# Practical session n°3

Notions:
- Training from scratch
- Validation step
- Learning curves
- Transfer learning
- Fine tuning
- Freezing

Duration: 2 h

Now that we have covered the basic building blocks, we will train a Convolutional Neural Network (CNN) on slightly more challenging problems than separation of points in a 2D space:
- handwritten digit recognition (part **I.**)
- binary classification of photos (part **II.**)

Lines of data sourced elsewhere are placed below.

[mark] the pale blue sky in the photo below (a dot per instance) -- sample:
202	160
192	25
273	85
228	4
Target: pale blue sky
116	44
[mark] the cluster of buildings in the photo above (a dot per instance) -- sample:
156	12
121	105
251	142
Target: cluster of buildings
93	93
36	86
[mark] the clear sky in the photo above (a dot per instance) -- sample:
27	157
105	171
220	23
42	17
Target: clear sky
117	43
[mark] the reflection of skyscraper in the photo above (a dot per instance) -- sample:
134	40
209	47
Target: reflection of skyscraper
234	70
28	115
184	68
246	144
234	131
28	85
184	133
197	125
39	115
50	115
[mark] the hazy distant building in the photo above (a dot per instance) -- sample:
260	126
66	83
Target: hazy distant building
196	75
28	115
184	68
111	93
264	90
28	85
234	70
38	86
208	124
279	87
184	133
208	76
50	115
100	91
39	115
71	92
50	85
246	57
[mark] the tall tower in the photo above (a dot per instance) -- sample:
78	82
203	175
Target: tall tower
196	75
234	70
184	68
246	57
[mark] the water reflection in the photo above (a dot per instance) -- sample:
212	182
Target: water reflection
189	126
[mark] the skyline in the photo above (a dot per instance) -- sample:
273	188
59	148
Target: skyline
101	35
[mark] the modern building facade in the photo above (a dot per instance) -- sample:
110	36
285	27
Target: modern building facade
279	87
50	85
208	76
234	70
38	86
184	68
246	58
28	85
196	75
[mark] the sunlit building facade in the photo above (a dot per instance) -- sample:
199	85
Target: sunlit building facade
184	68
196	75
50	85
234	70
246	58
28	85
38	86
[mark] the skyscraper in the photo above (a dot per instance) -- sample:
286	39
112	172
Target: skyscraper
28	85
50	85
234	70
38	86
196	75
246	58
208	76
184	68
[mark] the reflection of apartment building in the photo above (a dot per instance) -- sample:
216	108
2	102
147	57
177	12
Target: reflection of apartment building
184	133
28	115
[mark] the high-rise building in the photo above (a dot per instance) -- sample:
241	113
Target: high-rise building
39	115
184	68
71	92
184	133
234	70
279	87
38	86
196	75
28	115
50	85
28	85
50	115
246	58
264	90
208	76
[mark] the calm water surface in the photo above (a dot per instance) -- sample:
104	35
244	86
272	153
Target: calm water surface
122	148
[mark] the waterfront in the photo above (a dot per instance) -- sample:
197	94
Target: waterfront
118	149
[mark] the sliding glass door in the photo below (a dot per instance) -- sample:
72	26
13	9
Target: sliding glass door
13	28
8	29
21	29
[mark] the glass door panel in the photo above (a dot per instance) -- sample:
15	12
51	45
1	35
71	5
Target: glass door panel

The first machine learning problem will give us the opportunity to train a tiny CNN from scratch through a complete training loop (including training and validation steps).
An efficient training from scratch on the second problem would need much more images than the few available photos (200). We hence use one of the most interesting features of the neural networks: once trained on a very big dataset on a very general task, they could be "retrained" (one says fine tuned) on a very specific task that share the same inputs. As such pretrained neural network are much bigger than our first tiny CNN, a graphics card will be used to significantly speed up the process.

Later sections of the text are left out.